Scarantino fu trattato da vero collaboratore, con pene più lievi degli altri. Tutti i processi parvero volare con primo, secondo grado e Cassazione senza che mai un dubbio solcasse la fronte di magistrati togati e popolari. I pubblici ministeri di Caltanissetta, proprio coloro che oggi sono sospettati di aver suggerito e poi calunniato, erano i trionfatori. Sentiamo le dichiarazioni di uno di loro, Nino Di Matteo, nella requisitoria del 1998: «La ritrattazione dello Scarantino ha finito per avvalorare ancora di più le sue precedenti dichiarazioni». E ancora: «L’avvicinamento dei collaboratori per costringerli a fare marcia indietro è diventata una costante nella strategia di Cosa Nostra».
Non è mancata, nelle sue parole, la stilettata politica: «Lo sparare a zero sui pubblici ministeri, l’accusarli di precostituirsi arbitrariamente le prove a carico dei loro indagati, è diventato una sorta di sport nazionale praticato non tanto dai pentiti, ma da molti di coloro che hanno lo scopo di fare esplodere il sistema giudiziario». Dieci anni dopo, al processo quater, sarà il pentito doc Gaspare Spatuzza a smentirlo.
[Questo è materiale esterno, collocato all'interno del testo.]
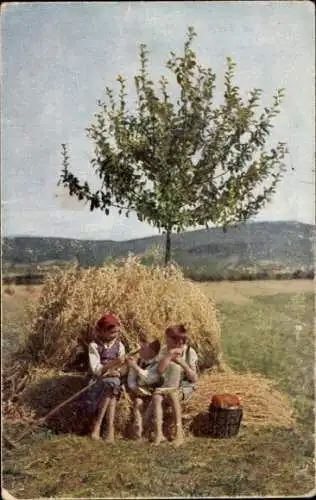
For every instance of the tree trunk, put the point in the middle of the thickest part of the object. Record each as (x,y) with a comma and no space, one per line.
(168,247)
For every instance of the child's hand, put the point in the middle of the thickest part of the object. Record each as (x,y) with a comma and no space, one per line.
(122,360)
(131,363)
(175,353)
(113,373)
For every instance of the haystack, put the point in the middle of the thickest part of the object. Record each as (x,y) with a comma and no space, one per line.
(263,405)
(145,299)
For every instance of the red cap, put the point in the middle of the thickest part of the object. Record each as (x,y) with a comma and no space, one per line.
(108,321)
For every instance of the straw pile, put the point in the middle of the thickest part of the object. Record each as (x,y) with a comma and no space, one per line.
(145,299)
(263,405)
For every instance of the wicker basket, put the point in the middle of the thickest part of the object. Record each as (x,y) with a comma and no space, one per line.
(225,414)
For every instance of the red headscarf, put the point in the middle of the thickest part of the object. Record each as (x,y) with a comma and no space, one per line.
(108,321)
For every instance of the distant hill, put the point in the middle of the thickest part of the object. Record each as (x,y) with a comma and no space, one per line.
(286,243)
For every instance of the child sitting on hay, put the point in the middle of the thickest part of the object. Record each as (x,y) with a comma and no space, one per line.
(178,365)
(106,357)
(142,380)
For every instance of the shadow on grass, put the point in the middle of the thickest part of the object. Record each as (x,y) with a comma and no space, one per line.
(46,394)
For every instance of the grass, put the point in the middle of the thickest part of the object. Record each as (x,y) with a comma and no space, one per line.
(270,332)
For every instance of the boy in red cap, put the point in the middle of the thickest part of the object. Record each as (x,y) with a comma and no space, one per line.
(106,357)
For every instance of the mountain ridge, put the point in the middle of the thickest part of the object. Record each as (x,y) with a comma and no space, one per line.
(289,243)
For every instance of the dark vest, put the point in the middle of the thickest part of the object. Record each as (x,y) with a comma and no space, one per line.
(108,353)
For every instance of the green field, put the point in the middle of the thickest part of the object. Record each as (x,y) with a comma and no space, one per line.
(267,328)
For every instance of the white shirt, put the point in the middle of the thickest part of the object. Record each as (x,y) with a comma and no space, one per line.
(94,356)
(145,377)
(191,357)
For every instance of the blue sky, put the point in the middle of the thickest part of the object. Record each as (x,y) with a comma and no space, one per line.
(57,59)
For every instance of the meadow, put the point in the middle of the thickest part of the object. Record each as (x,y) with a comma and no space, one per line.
(267,327)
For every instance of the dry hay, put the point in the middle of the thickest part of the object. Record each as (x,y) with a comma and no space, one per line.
(49,388)
(146,299)
(262,404)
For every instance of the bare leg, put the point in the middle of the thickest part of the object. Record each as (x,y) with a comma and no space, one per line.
(176,406)
(110,421)
(148,414)
(138,418)
(95,434)
(157,406)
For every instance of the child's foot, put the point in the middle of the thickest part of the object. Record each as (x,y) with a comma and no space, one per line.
(95,435)
(178,441)
(109,438)
(159,439)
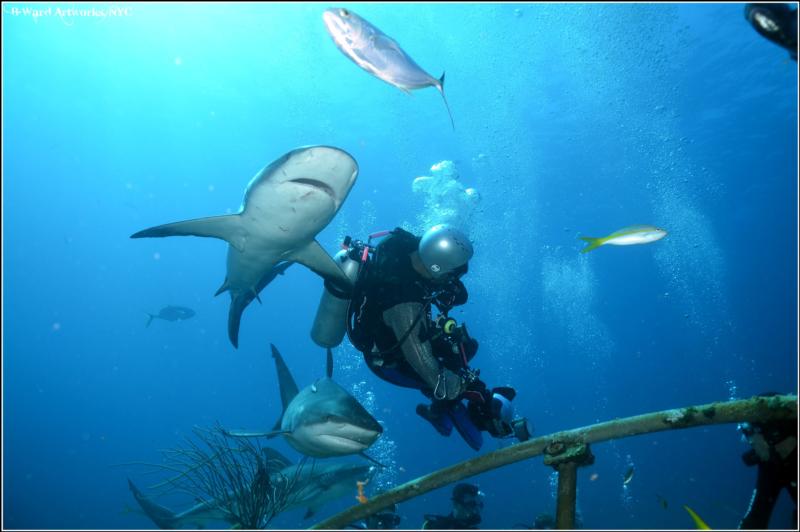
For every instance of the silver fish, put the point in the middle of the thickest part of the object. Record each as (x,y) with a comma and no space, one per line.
(378,54)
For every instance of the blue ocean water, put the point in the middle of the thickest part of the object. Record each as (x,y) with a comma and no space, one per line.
(570,120)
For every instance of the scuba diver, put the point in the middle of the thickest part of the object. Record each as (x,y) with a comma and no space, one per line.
(776,22)
(466,515)
(385,519)
(774,451)
(388,318)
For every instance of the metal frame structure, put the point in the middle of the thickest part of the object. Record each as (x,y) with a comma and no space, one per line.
(568,450)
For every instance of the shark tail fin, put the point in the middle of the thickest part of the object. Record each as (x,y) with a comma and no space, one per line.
(228,228)
(594,243)
(440,86)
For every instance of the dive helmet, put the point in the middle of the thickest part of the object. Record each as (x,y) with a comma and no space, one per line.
(444,250)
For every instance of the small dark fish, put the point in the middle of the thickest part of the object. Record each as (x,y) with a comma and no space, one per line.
(662,501)
(628,477)
(170,313)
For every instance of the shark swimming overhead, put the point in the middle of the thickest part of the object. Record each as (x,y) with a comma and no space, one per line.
(285,206)
(378,54)
(321,420)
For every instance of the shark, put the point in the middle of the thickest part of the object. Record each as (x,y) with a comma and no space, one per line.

Sono passati sedici anni dall’omicidio Borsellino e finalmente gli innocenti possono essere scarcerati e Scarantino, che non sapeva neanche dove fosse via D’Amelio né chi fosse Borsellino, sarà creduto: lui con quella strage non c’entra affatto. E neppure tutti quelli che lui aveva accusato, non certo spontaneamente. E tutto quell’apparato dei vertici dello Stato che partecipò al grande circo della costruzione a tavolino del falso pentito, che fine ha fatto? Qualcuno come Tinebra e La Barbera non c’è più, altri come Caselli e Serra sono in pensione. Ma altri non demordono. C’è ancora il processo Stato-mafia, no?